Will Grier, West Virginia: The ex-Florida standout enters his second season as the Mountaineers' QB1 after transferring from the Gators in the midst of a one-year suspension for violating the NCAA's policy on performance-enhancing drugs. He's as good as advertised as a gunslinger. Grier displays A-plus arm talent as a quick-rhythm passer with outstanding range and a feathery touch. He's one of the few passers in college football who can pick apart defenses as a scheduled thrower or as an improvisational wizard from the pocket. With an impressive resume that includes a strong completion percentage (64.4) and touchdown-to-interception ratio (34:12) in WVU's Air Raid-like system that features a lot of NFL throws, Grier could be the next Big 12 quarterback to land at the No. 1 spot on the board.

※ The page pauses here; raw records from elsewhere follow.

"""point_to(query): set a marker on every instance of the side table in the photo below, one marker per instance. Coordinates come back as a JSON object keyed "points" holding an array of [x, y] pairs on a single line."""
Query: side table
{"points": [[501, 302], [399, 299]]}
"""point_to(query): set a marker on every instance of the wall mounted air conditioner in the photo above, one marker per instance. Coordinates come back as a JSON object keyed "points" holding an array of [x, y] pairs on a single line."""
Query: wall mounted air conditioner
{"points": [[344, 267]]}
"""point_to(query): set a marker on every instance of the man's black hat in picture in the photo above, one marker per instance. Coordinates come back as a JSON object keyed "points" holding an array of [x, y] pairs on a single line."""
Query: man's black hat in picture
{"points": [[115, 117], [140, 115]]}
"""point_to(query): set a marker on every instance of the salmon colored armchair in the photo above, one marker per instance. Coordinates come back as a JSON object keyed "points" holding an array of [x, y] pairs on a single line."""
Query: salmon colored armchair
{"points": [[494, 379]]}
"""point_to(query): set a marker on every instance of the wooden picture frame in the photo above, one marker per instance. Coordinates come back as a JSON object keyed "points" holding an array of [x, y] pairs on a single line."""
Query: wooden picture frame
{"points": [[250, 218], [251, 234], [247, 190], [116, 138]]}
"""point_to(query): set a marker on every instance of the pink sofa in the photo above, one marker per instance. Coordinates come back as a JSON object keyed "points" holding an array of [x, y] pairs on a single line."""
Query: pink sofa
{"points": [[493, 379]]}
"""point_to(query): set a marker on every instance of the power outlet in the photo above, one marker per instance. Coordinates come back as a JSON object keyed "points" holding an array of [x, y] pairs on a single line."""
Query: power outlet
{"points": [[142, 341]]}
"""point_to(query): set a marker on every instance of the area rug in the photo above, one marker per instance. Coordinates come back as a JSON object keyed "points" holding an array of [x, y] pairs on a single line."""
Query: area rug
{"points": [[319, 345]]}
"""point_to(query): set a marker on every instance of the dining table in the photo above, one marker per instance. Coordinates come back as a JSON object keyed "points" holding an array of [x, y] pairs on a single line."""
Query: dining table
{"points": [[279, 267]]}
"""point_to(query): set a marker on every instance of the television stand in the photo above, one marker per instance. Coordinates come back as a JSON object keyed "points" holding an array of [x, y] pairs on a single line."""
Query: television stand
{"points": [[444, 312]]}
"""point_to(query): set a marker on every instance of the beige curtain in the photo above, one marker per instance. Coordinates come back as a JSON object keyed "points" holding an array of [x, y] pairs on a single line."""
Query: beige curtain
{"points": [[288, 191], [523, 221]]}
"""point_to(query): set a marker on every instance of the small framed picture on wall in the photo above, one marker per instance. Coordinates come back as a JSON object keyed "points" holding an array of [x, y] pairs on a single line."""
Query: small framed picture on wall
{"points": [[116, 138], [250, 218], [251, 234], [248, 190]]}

Drew Lock, Missouri: Don't let the low completion percentage (54.5) fool you. Lock is a pinpoint passer with the kind of A-plus arm talent coaches covet in a QB1. He can rifle the ball to every area of the field with zip, velocity or touch. He also displays outstanding timing and anticipation. Lock consistently delivers the ball within the strike zone, which should make his sub-60-percent completion rate a non-factor in the evaluation process when scouts scour the tape. If he gets better play from his receivers in 2018, the Mizzou QB1 could vault to the top of the charts as the No. 1 player at the position.
Jarrett Stidham, Auburn: The Baylor transfer is entering his second season as Auburn's QB1. He's a classic drop-back passer with outstanding size, strength, and arm talent. Stidham is a deep-ball specialist adept at throwing "shots" off play-action. As a vertical passer, he shows excellent range, anticipation and touch connecting with receivers on posts, switches and go routes down the field. Stidham is also effective firing darts to receivers on seams and slants between the numbers. Although Auburn's system doesn't feature a lot of NFL-like concepts, Stidham's natural talent and efficiency running a scheme loaded with screens and deep "shots" will give him a chance to climb up the charts during the evaluation process.
Ryan Finley, N.C. State: QBs billed as "game managers" rarely earn rave reviews from observers, but NFL personnel executives love a dependable playmaker from the pocket like Finley. He excels at distributing the ball to receivers on short and intermediate throws as part of a dink-and-dunk offense that places a premium on ball control. As a vertical thrower, Finley displays enough arm strength to push the ball down the field, but he is a selective "shot" taker with a game that's built for a West Coast Offense-like system. With some coaches favoring a high-completion-percentage playmaker at the position, the way Finley is valued could depend largely on a team's preference for its style of QB.
Some other QBs I'm keeping an eye on: Shea Patterson, Michigan; Nick Fitzgerald, Mississippi State; Trace McSorley, Penn State; Brett Rypien, Boise State; Clayton Thorson, Northwestern.